Pour que tout cela reste concret, voici une petite liste d’idées d’accords simples à tester chez toi :

  • Petit-déjeuner du week-end : pain au levain grillé, pâte à tartiner maison, café filtre.
  • Goûter express : pomme coupée en lamelles, nappée de pâte à tartiner légèrement chauffée.
  • Dessert improvisé : tranche de brioche rôtie à la poêle, boule de glace vanille, filet de pâte à tartiner fluide.
  • Brunch entre amis : gaufres maison, plateau de fruits frais, bol de pâte à tartiner façon Cyril Lignac au centre de la table.

Dans tous ces cas, ce qui compte, ce n’est pas la sophistication de la recette, mais le soin apporté au moment. Servir la pâte dans un petit bol propre plutôt que dans le pot, proposer un couteau à tartiner, prendre le temps d’expliquer que c’est une version faite maison inspirée d’un chef connu… Tous ces détails installent une autre relation à la gourmandise. On passe du réflexe automatique à une dégustation assumée.

On pourrait d’ailleurs faire un parallèle avec la manière dont beaucoup redécouvrent la cuisine de produits bruts, qu’il s’agisse de préparer des légumes secs correctement, comme pour cette recette pratique autour des lentilles corail, ou de prendre le temps de cuire un bon morceau de viande. La pâte à tartiner maison s’inscrit dans cette tendance : on réduit le nombre de produits ultra-transformés, mais on ne renonce pas au plaisir, au contraire.

En filigrane, la recette de pâte à tartiner de Cyril Lignac raconte surtout une histoire : celle d’une gourmandise très populaire qu’on reprend en main. On garde le côté régressif, mais on y ajoute la précision, l’attention aux produits, et un peu de créativité. Ce mélange-là, pour une cuisine du quotidien, a clairement de beaux jours devant lui.

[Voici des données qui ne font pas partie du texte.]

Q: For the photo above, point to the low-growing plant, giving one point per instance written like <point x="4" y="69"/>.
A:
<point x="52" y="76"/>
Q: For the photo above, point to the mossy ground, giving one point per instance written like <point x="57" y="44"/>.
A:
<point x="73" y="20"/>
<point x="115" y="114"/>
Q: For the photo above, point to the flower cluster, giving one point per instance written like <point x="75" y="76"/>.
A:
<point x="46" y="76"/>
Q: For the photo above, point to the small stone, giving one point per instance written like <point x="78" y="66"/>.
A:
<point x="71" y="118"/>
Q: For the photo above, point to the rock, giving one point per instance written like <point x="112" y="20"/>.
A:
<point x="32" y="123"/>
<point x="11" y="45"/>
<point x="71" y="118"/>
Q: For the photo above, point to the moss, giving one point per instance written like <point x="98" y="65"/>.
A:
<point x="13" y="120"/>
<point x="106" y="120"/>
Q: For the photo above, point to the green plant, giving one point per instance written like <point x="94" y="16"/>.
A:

Combien de temps se conserve une pâte à tartiner maison façon Cyril Lignac ?

Dans des pots en verre propres, bien fermés et à l’abri de la lumière, la pâte à tartiner se conserve 2 à 3 semaines à température ambiante. Au réfrigérateur, tu peux la garder plus longtemps, mais elle sera plus ferme et nécessitera d’être sortie un peu à l’avance ou légèrement réchauffée pour retrouver une texture souple.

Peut-on préparer cette recette sans lait concentré sucré ?

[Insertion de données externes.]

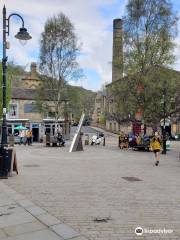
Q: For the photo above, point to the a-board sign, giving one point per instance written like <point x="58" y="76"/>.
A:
<point x="8" y="161"/>
<point x="77" y="137"/>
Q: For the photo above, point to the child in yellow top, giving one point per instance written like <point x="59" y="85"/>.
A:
<point x="156" y="146"/>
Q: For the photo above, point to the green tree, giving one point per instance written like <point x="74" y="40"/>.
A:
<point x="149" y="31"/>
<point x="58" y="65"/>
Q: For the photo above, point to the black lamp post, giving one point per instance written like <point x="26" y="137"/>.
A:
<point x="22" y="35"/>
<point x="164" y="116"/>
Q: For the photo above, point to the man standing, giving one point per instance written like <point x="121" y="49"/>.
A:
<point x="156" y="146"/>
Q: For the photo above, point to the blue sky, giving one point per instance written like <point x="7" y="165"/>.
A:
<point x="93" y="25"/>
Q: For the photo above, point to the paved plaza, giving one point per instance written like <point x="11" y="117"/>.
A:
<point x="86" y="195"/>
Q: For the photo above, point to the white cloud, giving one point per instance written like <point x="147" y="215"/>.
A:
<point x="91" y="28"/>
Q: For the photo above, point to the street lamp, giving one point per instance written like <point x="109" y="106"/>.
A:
<point x="22" y="35"/>
<point x="164" y="116"/>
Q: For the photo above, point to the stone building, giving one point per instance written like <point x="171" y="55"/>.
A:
<point x="23" y="108"/>
<point x="99" y="106"/>
<point x="117" y="75"/>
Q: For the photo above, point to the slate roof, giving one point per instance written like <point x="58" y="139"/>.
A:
<point x="23" y="94"/>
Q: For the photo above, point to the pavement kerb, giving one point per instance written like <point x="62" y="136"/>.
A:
<point x="64" y="231"/>
<point x="104" y="131"/>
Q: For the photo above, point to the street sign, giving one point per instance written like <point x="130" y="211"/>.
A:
<point x="167" y="122"/>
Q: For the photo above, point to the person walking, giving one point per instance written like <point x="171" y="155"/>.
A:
<point x="21" y="136"/>
<point x="28" y="137"/>
<point x="156" y="147"/>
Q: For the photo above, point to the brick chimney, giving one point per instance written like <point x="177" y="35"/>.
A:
<point x="33" y="69"/>
<point x="117" y="59"/>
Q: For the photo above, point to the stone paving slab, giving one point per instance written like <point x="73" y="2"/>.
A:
<point x="64" y="231"/>
<point x="79" y="187"/>
<point x="38" y="235"/>
<point x="35" y="210"/>
<point x="15" y="230"/>
<point x="21" y="219"/>
<point x="48" y="219"/>
<point x="14" y="216"/>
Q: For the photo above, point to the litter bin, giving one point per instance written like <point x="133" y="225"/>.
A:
<point x="86" y="142"/>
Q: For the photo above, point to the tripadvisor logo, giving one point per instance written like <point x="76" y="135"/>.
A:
<point x="139" y="231"/>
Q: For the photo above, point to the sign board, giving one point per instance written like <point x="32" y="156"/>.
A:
<point x="77" y="137"/>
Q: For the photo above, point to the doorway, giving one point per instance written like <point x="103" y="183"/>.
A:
<point x="35" y="132"/>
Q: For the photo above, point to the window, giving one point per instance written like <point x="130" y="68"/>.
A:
<point x="30" y="108"/>
<point x="13" y="110"/>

Oui. Tu peux remplacer le lait concentré par une crème liquide entière légèrement sucrée, ou par du lait de coco réduit si tu veux éviter le lactose. La texture sera un peu différente, plus proche d’une ganache que d’une pâte à tartiner classique, mais le résultat reste très gourmand. Pense simplement à ajuster la quantité de sucre.

Quelle proportion de noisettes utiliser pour une bonne pâte à tartiner ?

Un bon repère est de viser autour de 30 % de noisettes par rapport au poids total de la préparation. Cette proportion donne un goût praliné net sans prendre totalement le dessus sur le chocolat. Tu peux monter un peu ce pourcentage si tu aimes les pâtes très noisette, mais la texture deviendra plus dense.

Ma pâte à tartiner a durci au réfrigérateur, comment la rendre à nouveau tartinable ?

C’est normal avec les graisses du chocolat et des noisettes. Il suffit de laisser le pot à température ambiante 30 à 60 minutes avant dégustation, ou de le placer quelques minutes près d’une source de chaleur douce. Tu peux aussi prélever une petite quantité et la détendre au bain-marie avec un trait d’huile végétale ou de crème liquide.

Cette pâte à tartiner maison convient-elle pour garnir des gâteaux et biscuits ?

Oui, la pâte à tartiner façon Cyril Lignac fonctionne très bien comme garniture. Pour un gâteau roulé ou une babka, utilise-la à température ambiante pour l’étaler facilement. Pour des cookies ou des fondants au cœur coulant, congèle d’abord de petites boules de pâte que tu insères ensuite dans la pâte à gâteau avant cuisson.